Nem o choro das crianças, nem o desespero das mães ao verem os seus poucos pertences atirados ao chão comoveram os donos da capital, pois se consideram certos neste quesito.
No entanto, o que os senhores filisteus aceitam como acertos, são erros. E o que os senhores admitem, a contragosto, como sendo erros, são crimes.
Para que não haja sombras de dúvidas, neste artigo não temos o propósito de defender a existência de barracas com baixas condições de habitabilidade para os trabalhadores, mas de demonstrarmos à classe trabalhadora cabo-verdiana que as atrocidades da qual ela é vítima e a pauperização que a cerca, são obras exclusivas da ordem burguesa, portanto cabe somente a classe trabalhadora que tem em mãos o futuro, derrubar o jugo que a oprime.
Posto isso, voltemos ao assunto.
Assim como a morabeza parece nunca atingir os proletários do arquipélago, a decência parece nunca tocar os donos do poder. O motivo das cruzadas empregadas contra os proletários são sempre revestidas dos mais nobres ideais, segundo os ideólogos da burguesia.
Arrasa-se dezenas de famílias, pelo bem da arquitetura citadina.
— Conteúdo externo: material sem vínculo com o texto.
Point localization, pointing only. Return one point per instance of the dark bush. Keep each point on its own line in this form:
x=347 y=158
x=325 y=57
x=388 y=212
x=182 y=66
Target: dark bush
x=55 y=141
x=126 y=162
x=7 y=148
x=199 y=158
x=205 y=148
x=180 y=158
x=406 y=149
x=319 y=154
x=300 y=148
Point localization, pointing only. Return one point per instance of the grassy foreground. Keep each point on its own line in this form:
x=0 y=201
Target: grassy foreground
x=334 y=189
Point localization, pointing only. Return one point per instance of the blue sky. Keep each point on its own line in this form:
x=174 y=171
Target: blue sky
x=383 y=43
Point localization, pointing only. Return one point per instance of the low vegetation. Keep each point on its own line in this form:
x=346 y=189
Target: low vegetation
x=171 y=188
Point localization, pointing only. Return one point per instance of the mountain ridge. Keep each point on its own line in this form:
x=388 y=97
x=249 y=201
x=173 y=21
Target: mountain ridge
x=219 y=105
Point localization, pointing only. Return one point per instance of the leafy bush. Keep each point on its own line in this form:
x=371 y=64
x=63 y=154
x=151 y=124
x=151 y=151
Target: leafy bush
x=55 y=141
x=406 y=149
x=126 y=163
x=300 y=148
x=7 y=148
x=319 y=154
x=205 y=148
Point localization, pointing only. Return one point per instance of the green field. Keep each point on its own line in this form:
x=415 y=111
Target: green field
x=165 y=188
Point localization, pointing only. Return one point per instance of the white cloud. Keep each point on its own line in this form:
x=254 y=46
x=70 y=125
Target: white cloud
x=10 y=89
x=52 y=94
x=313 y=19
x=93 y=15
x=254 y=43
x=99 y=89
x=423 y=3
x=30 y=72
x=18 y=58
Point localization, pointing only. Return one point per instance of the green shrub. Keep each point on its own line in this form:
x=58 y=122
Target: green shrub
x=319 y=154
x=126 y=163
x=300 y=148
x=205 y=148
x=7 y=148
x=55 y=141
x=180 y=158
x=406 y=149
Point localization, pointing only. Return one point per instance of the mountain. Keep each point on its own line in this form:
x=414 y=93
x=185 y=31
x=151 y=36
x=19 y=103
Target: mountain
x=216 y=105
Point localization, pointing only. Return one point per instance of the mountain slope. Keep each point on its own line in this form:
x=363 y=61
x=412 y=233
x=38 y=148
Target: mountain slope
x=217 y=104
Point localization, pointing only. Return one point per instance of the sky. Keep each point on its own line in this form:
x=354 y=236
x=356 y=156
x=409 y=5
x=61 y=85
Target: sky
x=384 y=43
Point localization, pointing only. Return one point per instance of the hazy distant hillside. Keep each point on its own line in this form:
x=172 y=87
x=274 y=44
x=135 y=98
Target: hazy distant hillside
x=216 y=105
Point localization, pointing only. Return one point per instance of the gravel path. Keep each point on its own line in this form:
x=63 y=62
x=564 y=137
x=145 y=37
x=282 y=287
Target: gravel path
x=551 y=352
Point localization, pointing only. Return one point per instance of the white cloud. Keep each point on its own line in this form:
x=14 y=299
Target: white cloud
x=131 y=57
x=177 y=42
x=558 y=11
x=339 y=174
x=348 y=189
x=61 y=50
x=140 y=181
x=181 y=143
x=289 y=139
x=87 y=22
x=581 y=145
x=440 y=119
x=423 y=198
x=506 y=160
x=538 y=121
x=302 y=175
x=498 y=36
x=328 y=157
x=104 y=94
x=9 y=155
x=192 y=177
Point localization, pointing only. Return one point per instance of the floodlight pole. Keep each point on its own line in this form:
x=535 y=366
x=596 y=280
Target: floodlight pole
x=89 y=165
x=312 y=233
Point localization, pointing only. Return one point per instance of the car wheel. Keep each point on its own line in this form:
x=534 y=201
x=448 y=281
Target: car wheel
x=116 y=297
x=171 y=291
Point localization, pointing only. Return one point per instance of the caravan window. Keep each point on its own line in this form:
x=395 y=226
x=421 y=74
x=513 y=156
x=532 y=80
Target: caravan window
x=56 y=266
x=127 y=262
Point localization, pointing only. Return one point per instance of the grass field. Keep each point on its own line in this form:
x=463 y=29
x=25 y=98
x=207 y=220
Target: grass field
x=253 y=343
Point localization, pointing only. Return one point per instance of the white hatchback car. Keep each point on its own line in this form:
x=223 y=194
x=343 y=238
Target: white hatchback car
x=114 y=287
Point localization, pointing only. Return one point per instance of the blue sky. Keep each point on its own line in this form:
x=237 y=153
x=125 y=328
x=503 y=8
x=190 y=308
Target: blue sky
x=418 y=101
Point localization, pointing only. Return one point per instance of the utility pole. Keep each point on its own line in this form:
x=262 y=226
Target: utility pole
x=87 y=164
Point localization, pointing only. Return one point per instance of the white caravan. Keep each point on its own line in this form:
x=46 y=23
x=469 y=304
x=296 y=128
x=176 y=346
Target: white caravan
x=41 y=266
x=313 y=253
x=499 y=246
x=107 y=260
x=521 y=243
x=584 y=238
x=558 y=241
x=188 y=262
A imagem urbanística da cidade ganha o seu esplendor às custas de trabalhadores ao relento. O ordenamento do território só é atingido com excelência quando o proletário é desalojado com brutalidade. Só fulminando as habitações clandestinas dos trabalhadores, que o problema de organização espacial urbana estará resolvida. É com este silogismo oco, que a burguesia consegue dormir tranquila, e a repressão ganha um ar de tradição.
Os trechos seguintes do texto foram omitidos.